One of the most important breakthroughs in AI art also came from then-Google AI researcher Ian Goodfellow in a 2014 paper in which he formalized the structure for something called a generative adversarial network, a key tool in AI-created content.

2. Chelsea gallery show of AI art

The artist behind the exhibit.

Christie’s Auction House’s sale of its first AI-generated art piece for nearly half a million dollars has given rise to a rush among artists and coders to create the next AI art sensation. One of the most interesting manifestations was an all-AI art exhibit on display in Chelsea earlier this year. These types of pieces are not without controversy; one major question is who gets credit for a piece that’s essentially an amalgam of a huge trove of input artwork.

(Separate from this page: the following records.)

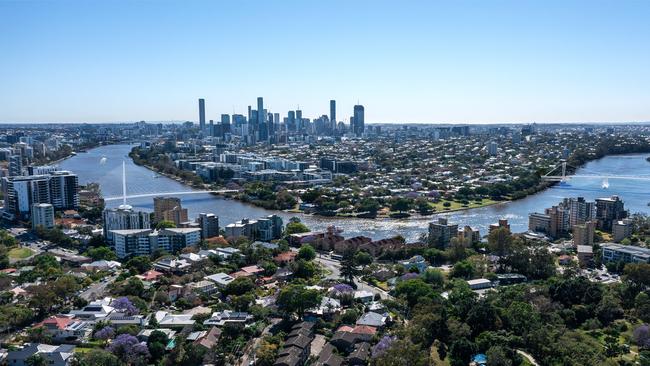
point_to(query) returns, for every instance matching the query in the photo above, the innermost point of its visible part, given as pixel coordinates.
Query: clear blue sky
(406, 61)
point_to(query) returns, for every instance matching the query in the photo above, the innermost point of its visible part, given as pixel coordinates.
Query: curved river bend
(140, 180)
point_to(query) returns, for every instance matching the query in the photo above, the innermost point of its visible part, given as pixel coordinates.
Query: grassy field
(454, 205)
(20, 253)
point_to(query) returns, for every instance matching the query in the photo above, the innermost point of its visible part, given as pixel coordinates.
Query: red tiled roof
(151, 275)
(59, 322)
(364, 329)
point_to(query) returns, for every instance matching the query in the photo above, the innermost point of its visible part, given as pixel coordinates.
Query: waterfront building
(503, 223)
(583, 234)
(269, 228)
(15, 165)
(441, 232)
(539, 222)
(559, 221)
(42, 215)
(622, 229)
(469, 235)
(146, 241)
(580, 210)
(60, 188)
(124, 218)
(612, 252)
(209, 224)
(244, 227)
(169, 209)
(64, 190)
(332, 115)
(358, 120)
(201, 114)
(585, 254)
(492, 148)
(609, 210)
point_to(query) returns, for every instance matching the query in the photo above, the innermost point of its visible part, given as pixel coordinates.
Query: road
(334, 267)
(97, 289)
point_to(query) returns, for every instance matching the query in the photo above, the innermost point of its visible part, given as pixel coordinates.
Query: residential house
(53, 355)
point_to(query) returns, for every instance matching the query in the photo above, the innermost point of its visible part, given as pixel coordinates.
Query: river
(140, 180)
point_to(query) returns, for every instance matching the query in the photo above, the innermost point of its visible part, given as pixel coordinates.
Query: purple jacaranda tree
(341, 289)
(384, 344)
(409, 276)
(642, 336)
(125, 305)
(105, 333)
(128, 349)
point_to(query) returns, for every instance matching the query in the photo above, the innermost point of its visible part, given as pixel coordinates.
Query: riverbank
(140, 181)
(442, 206)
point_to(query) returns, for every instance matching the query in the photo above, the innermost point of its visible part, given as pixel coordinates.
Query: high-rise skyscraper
(42, 215)
(359, 122)
(201, 114)
(299, 126)
(15, 165)
(333, 115)
(291, 121)
(260, 111)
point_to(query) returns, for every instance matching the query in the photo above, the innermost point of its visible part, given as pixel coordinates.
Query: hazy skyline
(416, 61)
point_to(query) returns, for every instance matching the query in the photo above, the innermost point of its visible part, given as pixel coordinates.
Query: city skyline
(422, 62)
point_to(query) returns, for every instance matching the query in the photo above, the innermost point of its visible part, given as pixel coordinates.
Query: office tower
(291, 121)
(260, 110)
(539, 222)
(64, 190)
(124, 218)
(201, 114)
(333, 115)
(441, 232)
(15, 165)
(146, 241)
(583, 234)
(169, 209)
(209, 224)
(622, 229)
(299, 125)
(609, 210)
(492, 148)
(276, 120)
(580, 210)
(42, 215)
(559, 221)
(59, 189)
(359, 122)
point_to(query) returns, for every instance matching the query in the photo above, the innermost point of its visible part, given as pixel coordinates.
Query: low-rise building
(612, 252)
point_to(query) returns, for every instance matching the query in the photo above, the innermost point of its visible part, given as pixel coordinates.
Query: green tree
(295, 299)
(139, 264)
(307, 252)
(348, 267)
(463, 269)
(304, 269)
(239, 286)
(296, 228)
(500, 241)
(412, 290)
(95, 357)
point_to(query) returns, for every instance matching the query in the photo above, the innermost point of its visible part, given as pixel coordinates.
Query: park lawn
(20, 253)
(455, 205)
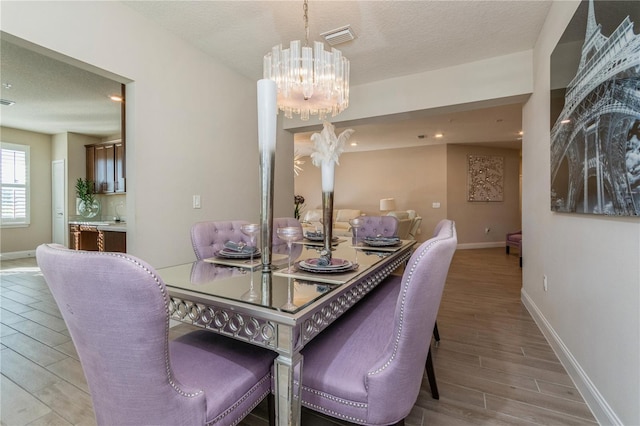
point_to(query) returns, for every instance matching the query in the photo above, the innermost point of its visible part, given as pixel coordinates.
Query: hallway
(493, 365)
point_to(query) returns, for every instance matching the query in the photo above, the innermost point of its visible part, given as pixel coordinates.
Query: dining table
(282, 309)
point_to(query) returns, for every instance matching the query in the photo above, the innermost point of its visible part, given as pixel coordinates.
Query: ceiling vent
(339, 35)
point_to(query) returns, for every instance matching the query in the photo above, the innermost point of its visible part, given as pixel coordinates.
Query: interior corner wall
(39, 230)
(204, 143)
(473, 218)
(590, 312)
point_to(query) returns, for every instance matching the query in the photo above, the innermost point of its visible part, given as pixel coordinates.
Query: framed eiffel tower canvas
(595, 111)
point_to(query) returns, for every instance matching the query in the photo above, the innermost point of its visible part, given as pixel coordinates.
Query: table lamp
(387, 205)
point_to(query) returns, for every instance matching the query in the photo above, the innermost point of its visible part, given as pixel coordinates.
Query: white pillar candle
(328, 170)
(267, 114)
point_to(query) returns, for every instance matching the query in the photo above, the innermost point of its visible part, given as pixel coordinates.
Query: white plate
(230, 254)
(381, 242)
(337, 266)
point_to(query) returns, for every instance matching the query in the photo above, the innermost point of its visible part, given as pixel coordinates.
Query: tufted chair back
(386, 330)
(116, 309)
(386, 226)
(208, 238)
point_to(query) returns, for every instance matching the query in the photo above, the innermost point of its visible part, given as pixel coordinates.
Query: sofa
(311, 220)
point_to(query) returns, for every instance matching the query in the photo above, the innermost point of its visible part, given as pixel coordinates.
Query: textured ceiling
(393, 38)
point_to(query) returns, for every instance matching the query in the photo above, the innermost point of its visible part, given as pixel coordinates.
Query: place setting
(316, 238)
(240, 253)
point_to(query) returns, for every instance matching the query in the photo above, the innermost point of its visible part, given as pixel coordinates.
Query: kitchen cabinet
(97, 238)
(106, 167)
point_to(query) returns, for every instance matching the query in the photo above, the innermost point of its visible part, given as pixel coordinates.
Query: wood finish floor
(493, 365)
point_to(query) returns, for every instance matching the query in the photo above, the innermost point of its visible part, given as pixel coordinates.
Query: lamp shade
(387, 204)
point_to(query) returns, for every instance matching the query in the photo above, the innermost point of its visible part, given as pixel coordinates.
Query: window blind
(14, 170)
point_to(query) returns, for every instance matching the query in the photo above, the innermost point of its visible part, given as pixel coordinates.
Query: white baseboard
(595, 401)
(17, 255)
(468, 246)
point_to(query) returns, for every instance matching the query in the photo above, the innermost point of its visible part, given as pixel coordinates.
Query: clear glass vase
(89, 210)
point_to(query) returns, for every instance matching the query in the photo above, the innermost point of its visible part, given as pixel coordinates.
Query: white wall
(191, 123)
(590, 312)
(496, 81)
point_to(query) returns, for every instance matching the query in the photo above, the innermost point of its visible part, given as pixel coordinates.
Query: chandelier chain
(305, 8)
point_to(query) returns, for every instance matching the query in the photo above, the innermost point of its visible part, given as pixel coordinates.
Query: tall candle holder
(267, 120)
(327, 150)
(327, 224)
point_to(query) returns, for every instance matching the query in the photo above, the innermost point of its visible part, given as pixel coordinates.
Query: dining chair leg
(431, 376)
(436, 335)
(271, 408)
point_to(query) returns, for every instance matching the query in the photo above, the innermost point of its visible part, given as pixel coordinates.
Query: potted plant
(88, 206)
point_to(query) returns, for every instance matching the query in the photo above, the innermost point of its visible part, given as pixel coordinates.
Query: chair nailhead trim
(333, 413)
(244, 397)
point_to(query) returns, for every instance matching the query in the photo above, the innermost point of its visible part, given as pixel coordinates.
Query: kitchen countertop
(101, 225)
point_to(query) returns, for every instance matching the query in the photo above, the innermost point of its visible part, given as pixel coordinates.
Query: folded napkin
(323, 261)
(239, 247)
(383, 239)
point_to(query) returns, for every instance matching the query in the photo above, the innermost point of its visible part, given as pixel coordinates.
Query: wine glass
(289, 234)
(356, 223)
(289, 306)
(251, 230)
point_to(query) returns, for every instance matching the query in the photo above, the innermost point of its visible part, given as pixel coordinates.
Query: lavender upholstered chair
(386, 226)
(117, 311)
(367, 367)
(208, 238)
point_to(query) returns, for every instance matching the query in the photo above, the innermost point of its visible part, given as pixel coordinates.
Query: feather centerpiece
(327, 149)
(327, 146)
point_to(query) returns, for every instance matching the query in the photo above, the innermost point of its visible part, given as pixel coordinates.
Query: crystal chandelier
(310, 81)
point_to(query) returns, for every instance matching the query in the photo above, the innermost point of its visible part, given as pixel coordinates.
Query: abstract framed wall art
(595, 111)
(485, 177)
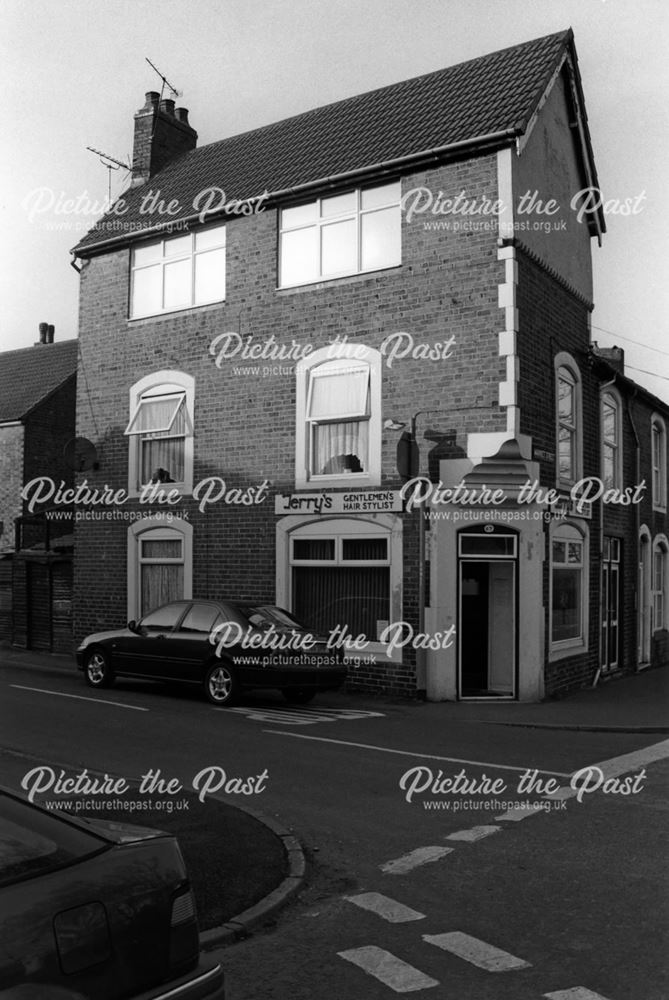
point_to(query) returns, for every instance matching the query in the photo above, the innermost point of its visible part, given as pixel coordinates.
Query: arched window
(160, 431)
(612, 461)
(659, 462)
(160, 563)
(338, 435)
(569, 589)
(659, 583)
(569, 422)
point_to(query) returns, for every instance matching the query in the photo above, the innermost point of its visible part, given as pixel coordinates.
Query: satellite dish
(80, 454)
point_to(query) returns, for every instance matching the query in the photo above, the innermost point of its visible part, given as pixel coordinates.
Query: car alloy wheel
(220, 684)
(98, 672)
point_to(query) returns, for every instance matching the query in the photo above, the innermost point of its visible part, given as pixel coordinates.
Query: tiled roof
(493, 94)
(27, 376)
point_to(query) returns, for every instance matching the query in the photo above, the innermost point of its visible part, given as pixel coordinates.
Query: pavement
(629, 704)
(573, 893)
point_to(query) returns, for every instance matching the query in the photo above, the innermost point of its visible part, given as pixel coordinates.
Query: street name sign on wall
(371, 502)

3. When AI tried to write the perfect Lexus ad

Lexus's AI-scripted ad

Last November, Lexus and agency The&Partnership commissioned a neural network to write a Lexus TV ad in what the brand claimed was the first AI-generated commercial directed by an Oscar winner (Kevin Macdonald, who won Best Documentary for 2000’s One Day in September). While the ad isn’t the best piece of work from a creative standpoint, the AI’s uncanny abilities tease an unsettling future.

4. AKQA used AI to invent a sport

Speedgate field layout
AKQA

Portland design agency AKQA recently fed rules and data from 400 sports into a neural network that then formulated a game of its own–a cross of sorts between Ultimate Frisbee, soccer and croquet. “Speedgate” has already gained certification from the Oregon Sports Authority and is attracting the attention of college intramural organizers.

5. GumGum pitted AI against real art

Can you guess which one is AI art? (It's the bottom right.)
GumGum

Computer vision firm GumGum teamed with Rutgers University’s art and AI lab to commission five artists to create paintings based on the same data set used by a Generative Adversarial Network. The team then put the human-created results side-by-side with the work generated by the AI to demonstrate how eerily similar machines have come to matching our talent—and see how many people could spot the difference.

6. JWT’s ‘Next Rembrandt’

JWT used facial recognition algorithms and data from Rembrandt’s 346 known paintings to recreate the 17th-century Dutch artist’s style for a new painting in an award-winning but somewhat unsettling campaign for financial firm ING. The brand and agency rolled out a callback campaign in January when it re-engineered Rembrandt’s voice with the help of Carnegie Mellon University.